A lei 14.905/2024 trouxe importantes mudanças na aplicação da taxa de juros moratórios e correção monetária em dívidas civis. Tal norma invocou dúvidas a respeito da aplicação temporal e controle jurisdicional das novas taxas.
Nesse contexto, é importante recordar como estas eram calculadas antes do advento da nova legislação. A taxa de juros, até então aplicada, era de 1% ao mês, em interpretação analógica do disposto no Código Tributário Nacional (Art. 161, §1º). A correção monetária, por sua vez, possuía seu índice definido estadualmente, por meio da divulgação de tabelas práticas definidas pelo Tribunal de Justiça de cada estado.
Com a aprovação da lei 14.905/2024, o paradigma de cálculo e atualização das dívidas civis mudou substancialmente. Doravante, a taxa de juros começou a ser calculada mediante um simples cálculo aritmético: Taxa Selic (Taxa Básica de Juros divulgada pelo Banco Central) subtraído do IPCA (principal referencial da inflação no país). Cumpre salientar que, caso o resultado deste cálculo seja negativo, a taxa de juros será igual a 0. Lado outro, o índice de atualização monetária passou a ser unificado em todo o país, a rigor, terá o mesmo valor do IPCA, divulgado mensalmente pelo Instituto Brasileiro de Geografia e Estatística (IBGE).

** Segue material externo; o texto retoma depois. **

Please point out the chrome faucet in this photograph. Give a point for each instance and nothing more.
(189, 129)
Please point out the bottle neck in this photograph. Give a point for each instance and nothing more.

Em relação à modulação temporal da lei, esta foi promulgada em 28 de junho de 2024 e entrou em vigor em 30 de agosto do mesmo ano. Com efeito, para as dívidas contraídas antes dessa data e estendida para além de então, conforme entendimento reiterado do Superior Tribunal de Justiça, deve-se aplicar a taxa de juros e índice de correção antigos até o marco inicial de vigência da lei, e, a partir de então, aplicar-se-á a nova legislação.
Portanto, é possível ter duas taxas de juros moratórios e dois índices de correção monetária para o mesmo débito.
Por fim, é mister apontar o recente entendimento do Superior Tribunal de Justiça que determinou que os juros de mora e a correção monetária, por serem matéria de ordem pública, podem ser apreciadas e alteradas de ofício pelo magistrado, sem depender de solicitação ou recurso da parte, e, ainda, a modificação de seus termos não caracteriza reformatio in pejus. Isto significa que, independente das partes terem suscitado eventual equívoco do juiz na aplicação da taxa de juros ou do índice de correção monetária, o órgão jurisdicional revisor pode alterá-la se entender que foram aplicadas em desconformidade com a legislação, uma vez que se tratam de matérias de ordem pública, isto é, afetam o interesse de toda a coletividade, sendo dever legal do juiz apreciá-las.